20 Jun 2013 | Simon Anders, Davis J. McCarthy, Yunshen Chen, Michal Okoniewski, Gordon K. Smyth, Wolfgang Huber, Mark D. Robinson
This article presents a comprehensive workflow for count-based differential expression analysis of RNA sequencing (RNA-seq) data using R and Bioconductor. The protocol focuses on two widely-used tools, DESeq and edgeR, which implement general differential expression analysis based on the negative binomial (NB) model. The workflow includes steps for read alignment, quality control, feature counting, and statistical analysis. The process is designed to be efficient, with hands-on time for small experiments typically under one hour and computation time under one day using a standard desktop PC.
The protocol covers the analysis of RNA-seq data to identify genes that change in abundance between different conditions, such as tissues or experimental treatments. It also addresses the need to account for systematic factors that may affect data collection. The statistical methods used are integral to the differential expression discovery task and operate on a feature count table. Before statistical modeling, further quality checks are encouraged to ensure the biological question can be addressed.
The protocol is modular and extensible, allowing for the integration of alternative tools and strategies. It includes a detailed description of the experimental design, including considerations for replication and confounding factors. The workflow is illustrated with an example dataset from Drosophila melanogaster, demonstrating the analysis of RNA-seq samples treated with siRNA targeting the splicing factor pasilla.
The protocol emphasizes the importance of using appropriate statistical models, such as the negative binomial model, to account for biological variability and technical variation. It also discusses the advantages and disadvantages of different tools for differential expression analysis, noting that edgeR and DESeq remain among the top performers despite the availability of many new tools.
The workflow includes steps for mapping reads to a reference genome, organizing and sorting BAM files, and counting reads using htseq-count. The protocol also provides guidance on the use of R and Bioconductor for data analysis, including the use of R functions for quality control, statistical modeling, and visualization.

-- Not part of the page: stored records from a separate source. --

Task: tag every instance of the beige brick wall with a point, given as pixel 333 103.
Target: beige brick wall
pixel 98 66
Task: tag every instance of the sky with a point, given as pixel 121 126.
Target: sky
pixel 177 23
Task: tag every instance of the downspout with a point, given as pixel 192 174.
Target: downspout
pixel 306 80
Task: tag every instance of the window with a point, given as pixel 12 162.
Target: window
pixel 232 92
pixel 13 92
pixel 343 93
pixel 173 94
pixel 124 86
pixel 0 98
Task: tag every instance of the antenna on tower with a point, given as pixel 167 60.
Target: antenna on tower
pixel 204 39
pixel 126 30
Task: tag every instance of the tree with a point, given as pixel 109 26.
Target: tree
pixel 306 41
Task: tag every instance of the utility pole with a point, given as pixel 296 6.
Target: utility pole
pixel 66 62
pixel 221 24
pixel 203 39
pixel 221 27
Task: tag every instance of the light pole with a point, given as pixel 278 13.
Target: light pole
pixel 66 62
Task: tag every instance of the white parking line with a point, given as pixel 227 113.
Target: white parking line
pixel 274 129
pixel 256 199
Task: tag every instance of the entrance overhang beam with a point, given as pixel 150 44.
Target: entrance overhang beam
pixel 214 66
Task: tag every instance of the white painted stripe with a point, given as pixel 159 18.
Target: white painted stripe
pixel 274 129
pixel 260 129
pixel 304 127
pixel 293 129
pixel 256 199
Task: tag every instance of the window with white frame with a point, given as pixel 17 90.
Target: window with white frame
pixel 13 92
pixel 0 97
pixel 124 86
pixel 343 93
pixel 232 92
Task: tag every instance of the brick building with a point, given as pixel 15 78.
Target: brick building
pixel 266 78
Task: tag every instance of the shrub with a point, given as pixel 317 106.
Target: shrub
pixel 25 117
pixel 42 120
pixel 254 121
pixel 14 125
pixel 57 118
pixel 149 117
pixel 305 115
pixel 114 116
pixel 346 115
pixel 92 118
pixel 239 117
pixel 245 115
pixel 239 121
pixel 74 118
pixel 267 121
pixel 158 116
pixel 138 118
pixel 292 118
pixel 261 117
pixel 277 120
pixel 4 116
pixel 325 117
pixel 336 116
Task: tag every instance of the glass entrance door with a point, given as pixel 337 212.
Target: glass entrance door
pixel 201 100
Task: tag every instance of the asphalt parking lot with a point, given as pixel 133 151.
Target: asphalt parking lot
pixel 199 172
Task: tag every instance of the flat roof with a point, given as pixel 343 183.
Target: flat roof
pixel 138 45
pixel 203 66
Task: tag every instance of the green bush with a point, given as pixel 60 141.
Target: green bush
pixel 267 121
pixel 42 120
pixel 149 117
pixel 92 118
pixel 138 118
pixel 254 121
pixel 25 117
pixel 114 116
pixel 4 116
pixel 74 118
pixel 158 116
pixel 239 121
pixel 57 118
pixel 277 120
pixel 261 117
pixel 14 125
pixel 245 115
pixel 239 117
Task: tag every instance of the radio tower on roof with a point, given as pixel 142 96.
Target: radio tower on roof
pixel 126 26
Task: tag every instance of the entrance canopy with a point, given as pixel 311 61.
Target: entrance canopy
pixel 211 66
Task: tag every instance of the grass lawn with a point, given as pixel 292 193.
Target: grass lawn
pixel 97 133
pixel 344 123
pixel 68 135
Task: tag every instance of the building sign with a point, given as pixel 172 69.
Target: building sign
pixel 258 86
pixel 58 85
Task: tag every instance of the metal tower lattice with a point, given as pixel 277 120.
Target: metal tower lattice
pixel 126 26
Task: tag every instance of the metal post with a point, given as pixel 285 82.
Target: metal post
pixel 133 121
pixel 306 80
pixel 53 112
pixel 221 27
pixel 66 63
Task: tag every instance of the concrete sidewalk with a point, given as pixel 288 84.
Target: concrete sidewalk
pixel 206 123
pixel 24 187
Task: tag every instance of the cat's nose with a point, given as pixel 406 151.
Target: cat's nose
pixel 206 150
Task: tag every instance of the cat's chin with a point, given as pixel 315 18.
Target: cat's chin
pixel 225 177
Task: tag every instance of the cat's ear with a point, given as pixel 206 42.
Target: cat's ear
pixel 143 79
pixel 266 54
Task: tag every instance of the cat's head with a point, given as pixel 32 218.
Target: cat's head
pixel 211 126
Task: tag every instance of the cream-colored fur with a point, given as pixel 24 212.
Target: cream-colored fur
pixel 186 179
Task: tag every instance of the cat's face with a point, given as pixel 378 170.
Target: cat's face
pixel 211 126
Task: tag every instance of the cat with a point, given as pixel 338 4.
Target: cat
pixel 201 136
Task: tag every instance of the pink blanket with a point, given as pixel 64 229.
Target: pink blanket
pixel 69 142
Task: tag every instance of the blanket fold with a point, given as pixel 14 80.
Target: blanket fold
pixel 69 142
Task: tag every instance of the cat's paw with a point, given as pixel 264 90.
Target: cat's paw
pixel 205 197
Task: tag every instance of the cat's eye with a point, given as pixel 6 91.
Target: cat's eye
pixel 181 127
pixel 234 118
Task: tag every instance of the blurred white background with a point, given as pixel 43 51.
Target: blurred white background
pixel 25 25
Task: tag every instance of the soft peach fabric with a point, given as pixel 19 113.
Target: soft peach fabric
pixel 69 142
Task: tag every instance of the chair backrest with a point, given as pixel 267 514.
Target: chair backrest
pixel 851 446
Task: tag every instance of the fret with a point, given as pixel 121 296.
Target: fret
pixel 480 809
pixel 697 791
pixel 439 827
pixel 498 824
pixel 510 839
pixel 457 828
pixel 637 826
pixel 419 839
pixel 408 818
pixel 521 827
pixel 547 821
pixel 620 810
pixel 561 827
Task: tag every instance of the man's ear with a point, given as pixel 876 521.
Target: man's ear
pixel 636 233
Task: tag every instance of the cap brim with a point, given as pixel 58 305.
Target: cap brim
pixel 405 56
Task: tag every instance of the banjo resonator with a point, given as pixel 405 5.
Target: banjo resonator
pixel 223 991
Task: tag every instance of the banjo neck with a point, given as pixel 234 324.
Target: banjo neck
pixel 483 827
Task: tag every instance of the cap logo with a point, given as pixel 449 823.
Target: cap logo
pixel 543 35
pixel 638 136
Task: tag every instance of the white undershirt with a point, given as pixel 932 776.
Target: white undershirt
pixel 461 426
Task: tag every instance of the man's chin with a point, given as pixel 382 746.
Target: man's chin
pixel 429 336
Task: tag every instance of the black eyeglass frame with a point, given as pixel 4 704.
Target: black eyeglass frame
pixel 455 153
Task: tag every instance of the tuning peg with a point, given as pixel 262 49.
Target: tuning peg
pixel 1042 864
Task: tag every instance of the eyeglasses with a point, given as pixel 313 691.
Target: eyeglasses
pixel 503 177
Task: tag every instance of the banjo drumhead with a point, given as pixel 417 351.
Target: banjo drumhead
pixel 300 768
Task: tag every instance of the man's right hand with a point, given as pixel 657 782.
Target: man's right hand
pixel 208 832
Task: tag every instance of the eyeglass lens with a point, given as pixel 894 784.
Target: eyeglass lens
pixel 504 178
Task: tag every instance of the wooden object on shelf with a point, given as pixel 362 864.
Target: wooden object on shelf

The article concludes with a detailed description of the example data and the steps required to analyze it, including the use of the ShortRead TIMING package for quality control and the edgeR and DESeq packages for differential expression analysis.This article presents a comprehensive workflow for count-based differential expression analysis of RNA sequencing (RNA-seq) data using R and Bioconductor. The protocol focuses on two widely-used tools, DESeq and edgeR, which implement general differential expression analysis based on the negative binomial (NB) model. The workflow includes steps for read alignment, quality control, feature counting, and statistical analysis. The process is designed to be efficient, with hands-on time for small experiments typically under one hour and computation time under one day using a standard desktop PC.
The protocol covers the analysis of RNA-seq data to identify genes that change in abundance between different conditions, such as tissues or experimental treatments. It also addresses the need to account for systematic factors that may affect data collection. The statistical methods used are integral to the differential expression discovery task and operate on a feature count table. Before statistical modeling, further quality checks are encouraged to ensure the biological question can be addressed.
The protocol is modular and extensible, allowing for the integration of alternative tools and strategies. It includes a detailed description of the experimental design, including considerations for replication and confounding factors. The workflow is illustrated with an example dataset from Drosophila melanogaster, demonstrating the analysis of RNA-seq samples treated with siRNA targeting the splicing factor pasilla.
The protocol emphasizes the importance of using appropriate statistical models, such as the negative binomial model, to account for biological variability and technical variation. It also discusses the advantages and disadvantages of different tools for differential expression analysis, noting that edgeR and DESeq remain among the top performers despite the availability of many new tools.
The workflow includes steps for mapping reads to a reference genome, organizing and sorting BAM files, and counting reads using htseq-count. The protocol also provides guidance on the use of R and Bioconductor for data analysis, including the use of R functions for quality control, statistical modeling, and visualization. The article concludes with a detailed description of the example data and the steps required to analyze it, including the use of the ShortRead TIMING package for quality control and the edgeR and DESeq packages for differential expression analysis.